Reste l’attitude du public. Si, selon M. Maréchal, le public des 15-25 ans n’a pas de problème avec le format protégé, le public des 25-45 ans (qui reste l’essentiel des consommateurs de BD) est beaucoup réservé.

J’ai personnellement des doutes quant aux formats protégés. Non seulement une guerre des standards limite l’adoption, mais l’industrie du disque peut témoigner qu’un format protégé n’empêche pas le piratage. Pire, des épisodes comme celui du Kindle – où Amazon.com, pour des raisons de droits d’auteur, a effacé à distance toutes les copies du livre 1984 des Kindle qui l’avaient achetée – ne peuvent que refroidire le public.

Leçons à tirer

Internet est un excellent moyen de se faire connaître (mais bon, ce n’est pas vraiment une nouveauté). Il n’existe pas encore d’équivalent français de topwebcomics.com, mais c’est aussi parce qu’il n’y a que peu de vraies BDs francophones en ligne. A ce sujet, il est important de publier de manière régulière. Le lectorat s’évanouit très rapidement lorsqu’on est irrégulier.

A partir de là, il existe plusieurs modèles pour transformer le trafic en espèces sonnantes et trébuchantes – et les avis divergent. Beaucoup des Webcomics américains ne « vivent » que de la publicité, mais il y a d’autres moyens.

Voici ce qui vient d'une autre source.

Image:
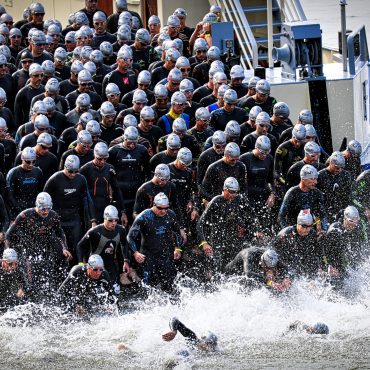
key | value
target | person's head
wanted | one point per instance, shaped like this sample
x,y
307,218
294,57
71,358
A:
x,y
269,259
36,75
94,267
351,218
231,153
219,142
298,135
253,113
129,120
311,152
108,113
280,113
237,76
76,68
311,134
95,131
43,204
308,175
83,103
91,5
230,188
262,123
200,49
100,22
54,32
305,117
124,58
202,118
37,42
262,90
208,342
100,154
142,39
15,38
60,57
232,131
183,65
178,102
337,163
130,138
160,205
84,142
147,118
161,96
41,123
110,217
262,147
85,81
9,261
161,175
184,159
70,41
154,25
26,60
71,166
304,222
52,89
230,100
173,23
173,145
187,88
113,93
28,157
44,143
139,100
37,12
354,148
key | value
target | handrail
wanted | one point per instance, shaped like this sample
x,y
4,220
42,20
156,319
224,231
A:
x,y
292,10
243,31
364,52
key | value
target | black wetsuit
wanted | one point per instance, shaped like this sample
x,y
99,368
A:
x,y
303,254
22,189
220,118
216,175
337,190
208,157
226,225
39,242
71,199
156,237
103,188
249,143
293,176
248,102
296,200
110,245
79,290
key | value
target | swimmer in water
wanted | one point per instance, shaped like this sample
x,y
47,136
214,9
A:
x,y
205,343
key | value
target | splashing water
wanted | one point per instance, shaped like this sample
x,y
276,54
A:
x,y
251,327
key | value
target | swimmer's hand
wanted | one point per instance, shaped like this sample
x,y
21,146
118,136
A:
x,y
169,336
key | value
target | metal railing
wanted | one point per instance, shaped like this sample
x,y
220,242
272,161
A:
x,y
233,11
292,10
364,52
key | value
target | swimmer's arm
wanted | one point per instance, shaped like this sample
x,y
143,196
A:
x,y
169,335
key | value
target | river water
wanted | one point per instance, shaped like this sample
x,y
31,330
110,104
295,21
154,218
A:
x,y
251,327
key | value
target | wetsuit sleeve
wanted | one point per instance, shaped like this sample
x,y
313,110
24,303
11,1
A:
x,y
134,234
141,202
284,208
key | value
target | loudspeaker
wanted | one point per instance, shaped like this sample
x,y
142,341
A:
x,y
282,54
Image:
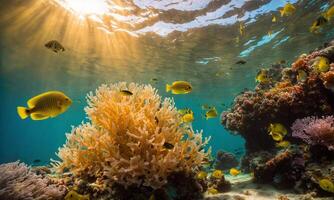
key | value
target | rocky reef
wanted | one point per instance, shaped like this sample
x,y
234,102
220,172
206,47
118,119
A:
x,y
300,98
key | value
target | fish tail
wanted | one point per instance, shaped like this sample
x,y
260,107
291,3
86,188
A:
x,y
22,112
168,88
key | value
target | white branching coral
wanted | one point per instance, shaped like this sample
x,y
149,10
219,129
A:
x,y
125,142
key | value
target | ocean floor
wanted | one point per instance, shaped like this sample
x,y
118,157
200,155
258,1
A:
x,y
243,188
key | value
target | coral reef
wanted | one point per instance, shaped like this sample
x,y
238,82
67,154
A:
x,y
18,182
313,131
225,160
125,142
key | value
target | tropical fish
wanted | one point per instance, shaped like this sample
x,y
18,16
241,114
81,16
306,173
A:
x,y
179,87
167,145
187,118
73,195
326,185
55,46
283,144
201,175
301,76
45,105
234,172
126,92
287,10
262,76
212,190
318,23
218,174
241,62
212,113
321,64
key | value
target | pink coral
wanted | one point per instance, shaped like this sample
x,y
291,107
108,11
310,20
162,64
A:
x,y
313,130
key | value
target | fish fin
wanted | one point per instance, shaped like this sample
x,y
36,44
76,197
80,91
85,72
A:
x,y
38,116
22,112
168,87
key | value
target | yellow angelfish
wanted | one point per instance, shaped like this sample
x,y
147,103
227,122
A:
x,y
179,87
326,185
45,105
212,113
287,10
283,144
329,13
201,175
73,195
218,174
262,76
277,131
321,64
234,172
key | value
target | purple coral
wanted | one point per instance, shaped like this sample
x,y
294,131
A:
x,y
313,130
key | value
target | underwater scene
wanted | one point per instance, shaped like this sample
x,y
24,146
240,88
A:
x,y
167,99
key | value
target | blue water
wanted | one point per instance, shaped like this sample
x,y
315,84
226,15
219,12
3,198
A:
x,y
188,41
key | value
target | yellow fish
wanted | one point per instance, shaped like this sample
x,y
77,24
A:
x,y
329,13
212,191
179,87
283,144
262,76
234,172
73,195
201,175
218,174
43,106
321,64
212,113
317,24
326,185
301,76
242,28
287,10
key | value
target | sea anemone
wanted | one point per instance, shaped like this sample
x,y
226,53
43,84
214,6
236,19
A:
x,y
313,130
125,140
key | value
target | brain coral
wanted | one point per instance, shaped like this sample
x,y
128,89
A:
x,y
124,142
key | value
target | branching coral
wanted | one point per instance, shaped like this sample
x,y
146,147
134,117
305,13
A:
x,y
313,130
124,142
17,182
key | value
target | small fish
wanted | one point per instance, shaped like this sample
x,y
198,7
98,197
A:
x,y
241,62
318,23
55,46
179,87
262,76
212,113
301,76
188,118
167,145
73,195
288,10
201,175
43,106
326,185
218,174
283,144
212,190
321,64
126,92
234,172
242,28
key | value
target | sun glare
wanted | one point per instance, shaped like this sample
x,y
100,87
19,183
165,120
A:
x,y
86,7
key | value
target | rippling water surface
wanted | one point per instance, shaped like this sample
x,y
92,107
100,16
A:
x,y
108,41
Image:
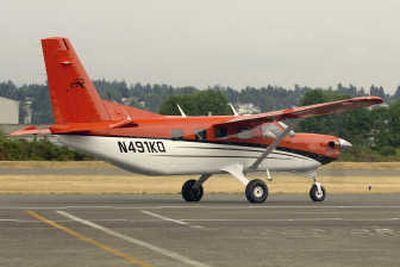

D’un côté, il y a ceux qui jouent sur le nombre et espèrent attirer le plus de trafic possible en mettant le contenu entier en ligne – même distillé au compte-gouttes. Ils savent qu’un très petit pourcentage de lecteurs mettra la main au porte-monnaie (dans les 2-3%), mais que si le trafic généré est suffisant ils s’y retrouveront. Il est toujours difficile de donner le fruit de son labeur gratuitement, mais Phil Foglio a démontré que cela ne tue pas le commerce, au contraire. Les lecteurs qui ne veulent pas payer pour une BD ne débourseront pas de toute façon – ils iront à la FNAC lire la BD gratuitement. D’un autre côté, il y aura toujours un public pour acheter un album broché.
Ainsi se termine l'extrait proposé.